Water/Wastewater
Australian Scientists use the Chelsea FastOcean System to Monitor Coastal Health
Jun 12 2015
Dr David Suggett and his team at the University of Technology, Sydney have been using a Chelsea Technologies Group (UK) FastOcean to monitor coastal health along the East coast of Australia. “Primary productivity of the coastal ocean directly influences drawdown of atmospheric CO2 and fuels fisheries,” said Dr Suggett. “Conditions that regulate primary productivity are highly variable along the east coast and we have been using the FastOcean to better understand the control of nutrient availability on carbon fixation in waters off the coast of Sydney; we have been adopting novel incubation approaches to better predict CO2 uptake capacity from FastOcean determined ‘electron transport rates’ within these waters. These data will feed into predictive models of environmental regulation of CO2 fluxes.”

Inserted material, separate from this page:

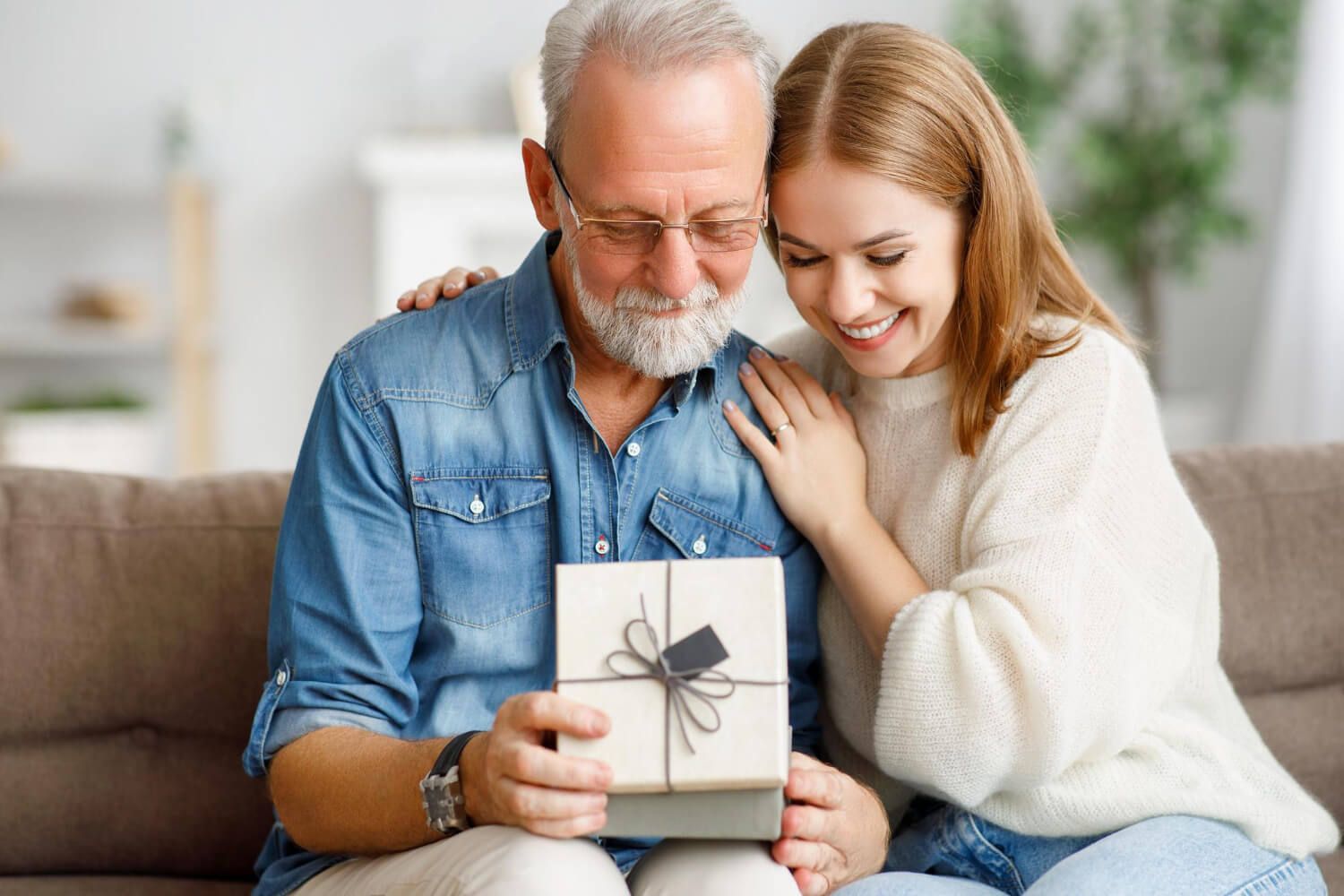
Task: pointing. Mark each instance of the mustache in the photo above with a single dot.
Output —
(647, 300)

Dr Suggett and his team have also been developing novel functional-trait based approaches, based on photo biological signatures produced by the FastOcean to discriminate ‘healthy functioning’ amongst closely related microbes. “Genetic tools are frequently used to assign ‘species’ level markers to marine microbes but we have developed a novel FRRf-based approach to identify functional groups,” said Dr Suggett. “We have applied this to the symbiotic algae of corals and currently evaluating how this can provide an improved means to determine the susceptibility of corals to stress.”